Mrs. Dalloway by Virginia Woolf
Luckily, I was "forced" to read Mrs Dalloway for one of my classes last semester (Brit Lit), and I am happy that I was introduced to the novel in such a way a book club is set up. Not only did I enjoy reading Mrs Dalloway, but I got to spend a couple weeks discussing the book with my classmates. Because, after all, I didn't choose to be an English major with a promising career after graduation.
Mrs Dalloway takes place post WW1 and over the course of a single day. If you know anything about my reading interests, you know I am a sucker for condensed writing and stream-of-conscience. I am also a sucker for parties, and By Golly! There is a party to be had at the end of the book! The reader is swept away by the narrator Clarissa, who is excellent at seeing the truths behind human nature in an uplifting/condescending way. Basically, Virginia Woolf is a human nature observation guru.
I think my favorite aspect of this book is the complete opposite life Clarissa and Septimus live. It's painful as a reader to travel back-and-forth from "happy-go-lucky" to depressed and dying. Woolf takes the reader on a heck of an emotional ride.
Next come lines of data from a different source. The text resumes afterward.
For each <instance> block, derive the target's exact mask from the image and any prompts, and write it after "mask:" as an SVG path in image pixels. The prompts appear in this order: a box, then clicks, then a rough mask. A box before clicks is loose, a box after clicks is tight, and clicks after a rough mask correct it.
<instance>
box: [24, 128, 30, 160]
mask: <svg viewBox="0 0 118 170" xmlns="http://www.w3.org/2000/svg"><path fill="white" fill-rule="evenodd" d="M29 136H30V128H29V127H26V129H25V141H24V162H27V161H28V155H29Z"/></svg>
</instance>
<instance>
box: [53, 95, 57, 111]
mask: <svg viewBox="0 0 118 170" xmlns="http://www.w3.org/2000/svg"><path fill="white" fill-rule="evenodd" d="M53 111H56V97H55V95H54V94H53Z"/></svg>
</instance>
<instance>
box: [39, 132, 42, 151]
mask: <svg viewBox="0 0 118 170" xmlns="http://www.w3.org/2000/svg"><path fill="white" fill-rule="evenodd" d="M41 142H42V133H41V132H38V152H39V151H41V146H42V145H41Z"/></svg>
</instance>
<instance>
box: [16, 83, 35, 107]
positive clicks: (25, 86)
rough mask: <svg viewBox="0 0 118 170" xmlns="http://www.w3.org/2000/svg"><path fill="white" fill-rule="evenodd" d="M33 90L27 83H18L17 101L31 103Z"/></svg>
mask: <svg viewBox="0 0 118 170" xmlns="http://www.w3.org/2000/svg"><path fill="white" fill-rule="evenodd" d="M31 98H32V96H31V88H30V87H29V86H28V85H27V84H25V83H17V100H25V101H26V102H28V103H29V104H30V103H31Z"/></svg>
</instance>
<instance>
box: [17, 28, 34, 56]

If you start reading Mrs Dalloway and hate it, don't be distressed or put-off by the meaningless details Clarissa explains (it all) in the beginning. Trust me, just stick with it for a little longer and you will be happy you did. It's a satire piece, and the sooner you realize this, the happier you will be. Enjoy the little one-liners that mock society, those are my absolute favorite. The structure of writing will blow your mind, jumping from one stream-of-conscience to the next and interweaving until the end.
I recommend Mrs. Dalloway to (of course) my friends exploring Times Best Book list, anyone into classical/canonical novels, and people that love society satire pieces.
Some memorable quotes:
"He thought her beautiful, believed her impeccably wise; dreamed of her, wrote poems to her, which, ignoring the subject, she corrected in red ink."
"It may be possible that the world itself is without meaning."
"Rigid, the skeleton of habit alone upholds the human frame."